気候温暖化を誰もが肌身に感じるようになりつつあり、「飛び恥」という言葉が生まれるように、航空業界は気候変動の元凶として悪名高い。航空輸送行動グループ(ATAG)による2020年9月現在の同業界の二酸化炭素(CO2)排出量は、人間活動による排出量の2.1%を占める。ウィズコロナの時代を迎え、旅客機の需要は今後数十年間増え続け、このままではCO2の排出量は増える一方だ。

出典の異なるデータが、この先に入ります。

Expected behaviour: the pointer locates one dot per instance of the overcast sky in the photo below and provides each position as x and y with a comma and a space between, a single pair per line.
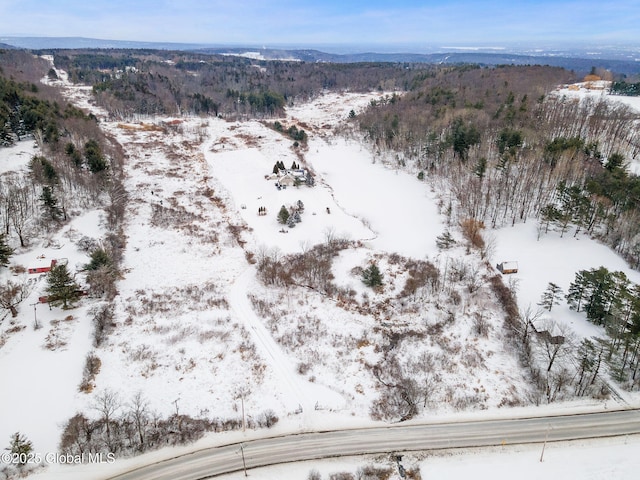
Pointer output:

世界で指折りの資産運用機関、キャピタル・グループの調査によれば、国際エネルギー機関(IEA)やATAGなどを含めたコンサルティング会社や業界団体は、2050年、CO2排出量の80%以上を、液体水素燃料とサステナブルな航空燃料(SAF)を組み合わせることで削減できると予測している。

水素=最も有望なゼロ・エミッション技術

水素は、航空業界の気候変動への影響を軽減するために最も有望な、ゼロ・エミッション技術と考えられている。航空機用の水素推進装置として考えられるものには、水素燃焼と水素燃料電池の2つがある。水素燃焼は従来のエンジン燃焼と同じプロセスを採用。CO2や煤煙に加え、窒素酸化物や飛行機雲の排出を大幅に削減することができる。

もう1つの水素燃料電池は、水素燃料電池を取り入れ、電気化学反応で水素原子に蓄えられたエネルギーを電力に変換する。CO2、窒素酸化物、硫黄酸化物、すすの排出を完全に抑えるほか、飛行機雲、航空障害雲も除去できる可能性があり、「真のゼロ・エミッション」を実現できる。

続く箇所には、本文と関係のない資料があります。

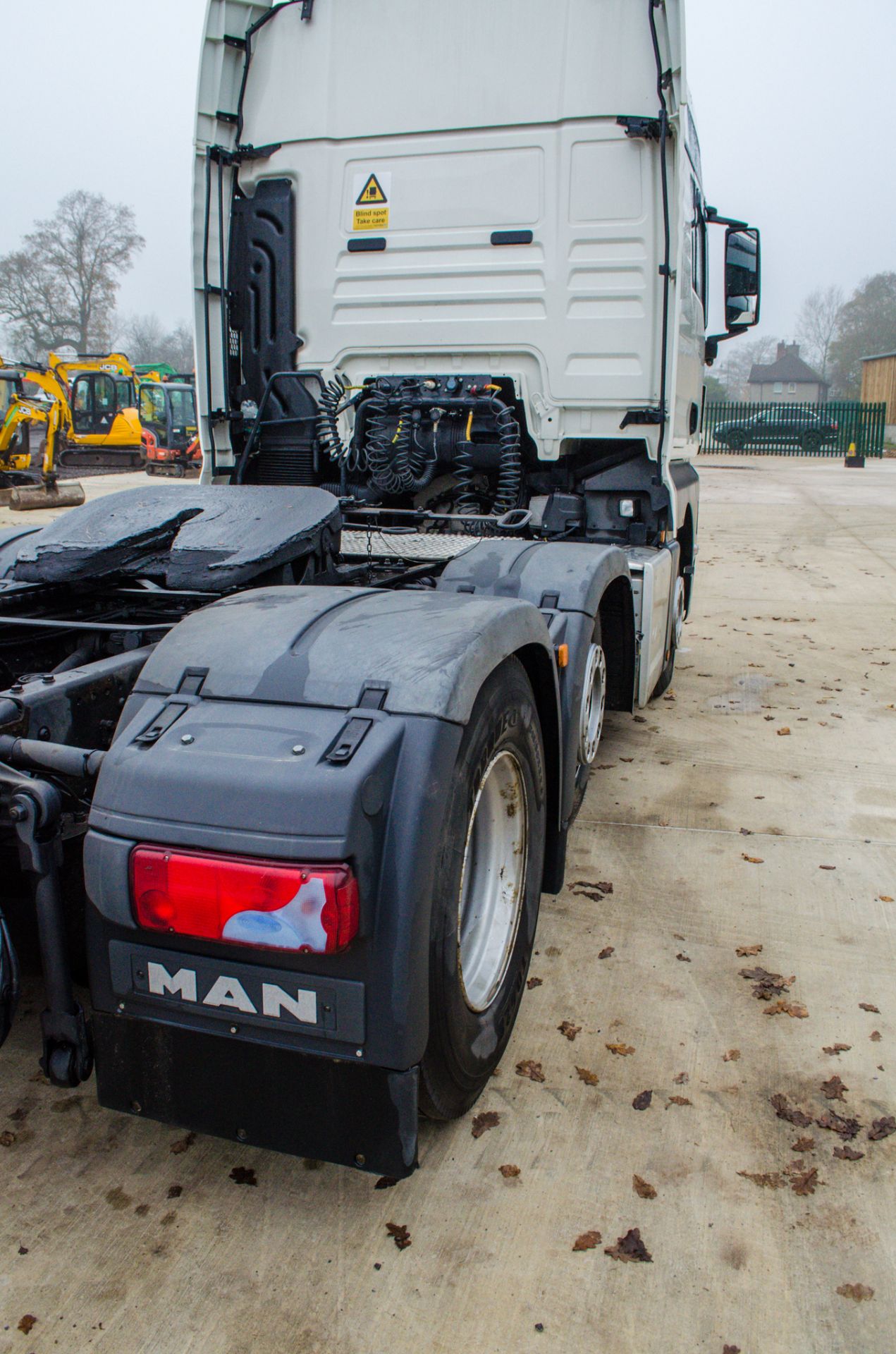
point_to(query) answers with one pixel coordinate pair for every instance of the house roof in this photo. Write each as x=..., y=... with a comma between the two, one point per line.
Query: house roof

メリットはさらに、単位質量あたりのエネルギーが従来のジェット燃料の3倍であり、リチウムイオン電池より優れている点、そしてすでに自動車業界などが水素テクノロジーの開発をリードしており、航空業界もその恩恵を受ける点が挙げられる。

航空業界が水素を利用するにあたって、課題がないわけではない。従来の航空機内に水素を貯蔵するためのスペースを追加しなくてはしなくてはならない点が、最も大きな課題だ。航空機に供給するために、水素の輸送手段とインフラの確立が必要だが、既存の施設やトラックなどを利用するなどの対応策が考えられる。空港で水素を製造する手もあるだろう。

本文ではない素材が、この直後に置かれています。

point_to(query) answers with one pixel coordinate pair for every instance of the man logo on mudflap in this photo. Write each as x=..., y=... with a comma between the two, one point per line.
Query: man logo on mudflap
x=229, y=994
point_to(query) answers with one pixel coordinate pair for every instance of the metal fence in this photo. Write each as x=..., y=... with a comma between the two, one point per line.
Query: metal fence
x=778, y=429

エアバスの目標は「2035年までにゼロ・エミッション民間航空機を市場投入」

エアバスは今年2月、「2035年までに世界初のゼロ・エミッション民間航空機を開発し、市場投入する」という目標を達成するため、プロジェクト「ZEROe」の実証実験を開始した。実証機はA380。これまで製造された旅客機の中で最も大きいと同時に、最も機内のスペースが広く、さまざまなゼロ・エミッション技術を試験するための汎用性に優れているためだ。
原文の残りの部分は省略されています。